Era una noche de enero, realmente el final de la tarde. Él caminaba por la ciudad con las manos en los bolsillos, con la apariencia del que lo ha perdido todo, pero también, según se mire, del que lo ha ganado todo. O de quien lo va a ganar. Si lo consideramos con calma eso es lo que sucede siempre en la vida.
Un coche de la policía pasó raudamente, con sus luces muy azules y sus atronadoras sirenas. Poco después, muy poco, pasó una ambulancia, de las muchas que cruzaban la ciudad en estos tiempos de pandemia. Al cabo de un tiempo pasaron dos coches de bomberos, grandes, pesados, pero muy veloces, con sus largas escaleras plegadas, con sus poderosas luces giratorias y sus fortísimas sirenas.
De vez en cuando se oía en el cielo el ruido vigilante de un helicóptero, rompiendo el propio run-run de la ciudad.
El hombre que caminaba por la acera, y que se parece mucho al que escribe este relato, impresión de lo vivido, soñado, pensaba que no le faltaba nada, que tenía de todo, que desde hace dos años ya sobrevivir era éxito suficiente, y que cualquier cosa que contaba con ello ya podía considerarse una felicidad.
Lector o escritor de la historia, que de todo era, ésta parecía la misma para ambos conceptos, y era un relato que se hacía un poco, o un mucho, solo, viviéndolo. El hombre, o la mujer, tal vez un chico o una chica, que lean este cuento en sus casas, en un día como hoy, cuando todavía se contagian muchas personas en el mundo, o ingresan en hospitales, o mueren, o mucho tiempo más tarde, cuando todo haya pasado y la humanidad se enfrente a otros problemas, grandes y pequeños… esa persona que lee mi historia, gracias acaso a la magia de la literatura, soñada y vivida, quizá pueda poner alguna distancia entre la realidad y la imaginación, aunque reconozco que hay un puente, delgado y apasionante, fuerte y firme, que une ambas dimensiones.
El helicóptero, el coche de la policía, los camiones de bomberos, las ambulancia, todo aquello que nuestro hombre en su abrigo, con su frío de enero, relaciona en una misma realidad, sin ponerse mucho a pensar, como una intuición, es manifestación, consecuencia de algo muy poderoso que no sólo afecta a los habitantes de la ciudad, a sus cuerpos —y qué cierto era esto—, sino sutilmente asociado a ellos, también a sus almas, al alma de esa misma ciudad.
Y yo puedo decirlo, un 25 de enero de 2022, martes, que ya tengo mucho, todo, como seguramente el que leyere, como muchos de los hombres que caminan por la ciudad, por la noche, con el frío en los bolsillos de sus abrigos.

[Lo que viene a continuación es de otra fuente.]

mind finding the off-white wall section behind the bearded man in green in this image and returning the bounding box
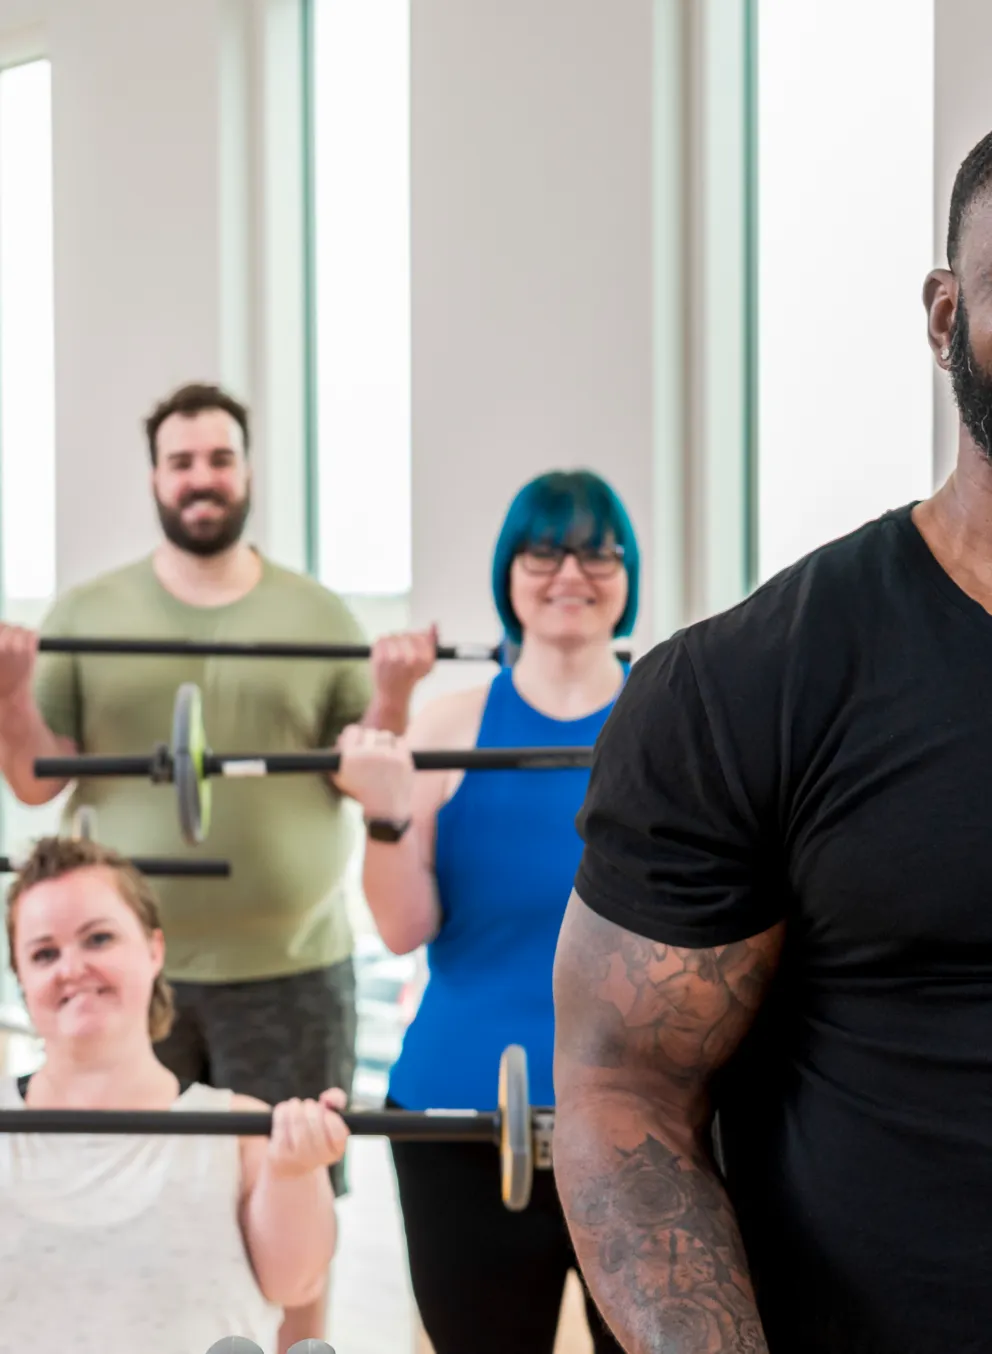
[49,0,228,585]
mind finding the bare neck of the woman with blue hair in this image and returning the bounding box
[513,635,624,719]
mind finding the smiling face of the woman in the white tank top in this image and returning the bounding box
[12,865,164,1045]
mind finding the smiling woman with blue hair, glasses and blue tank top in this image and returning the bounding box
[336,471,639,1354]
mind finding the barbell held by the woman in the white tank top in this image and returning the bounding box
[0,1044,555,1213]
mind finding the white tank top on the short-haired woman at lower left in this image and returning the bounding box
[0,1076,281,1354]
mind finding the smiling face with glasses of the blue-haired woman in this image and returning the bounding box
[510,538,628,647]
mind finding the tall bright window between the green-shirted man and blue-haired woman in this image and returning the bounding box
[311,0,411,597]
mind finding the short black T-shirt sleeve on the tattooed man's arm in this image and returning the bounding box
[575,632,785,949]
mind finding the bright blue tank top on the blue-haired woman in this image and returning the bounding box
[390,669,612,1110]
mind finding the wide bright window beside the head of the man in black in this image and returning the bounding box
[757,0,934,578]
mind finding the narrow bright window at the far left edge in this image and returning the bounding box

Pero también la persona que lee este pequeño documento o historia, o incluso el policía en su coche que atraviesa la ciudad entre luces, blancas y amarillas, toda clase de luces. O los bomberos que se preparan para actuar en sus grandes camiones, o los médicos y enfermeras que luchan en la frontera entre la vida y la muerte, en la ambulancia que hemos visto pasar, o muchas otras, así como en tantísimos hospitales que ponen dique a la enfermedad, a ésta y a muchas otras, antes y después, contando con nuestra deuda y gratitud.
O lo pilotos del helicóptero que sobrevuela la ciudad, que tal vez saben, en momentos de confinamiento, lo que son unas calles de desierto, el pánico contenido, reino de la incertidumbre, la respiración expectante de los millones de ciudadanos en sus casas, tempestad silente.
Y todo esto lo experimenta, aunque no lo ve, ni siquiera lo piensa, el hombre del abrigo, el hombre de las manos en los bolsillos de su abrigo. Este hombre sólo camina por la ciudad, deseando hacer un ejercicio muy necesario, diario… y sólo percibe chispazos sueltos de la situación: el coche de la policía, los bomberos, la ambulancia, el helicóptero. Él sólo es un hombre, un insignificante escritor, que busca un tema para escribir un cuento, un relato que le demuestre, una vez más, que es un escritor, es decir, un ser humano.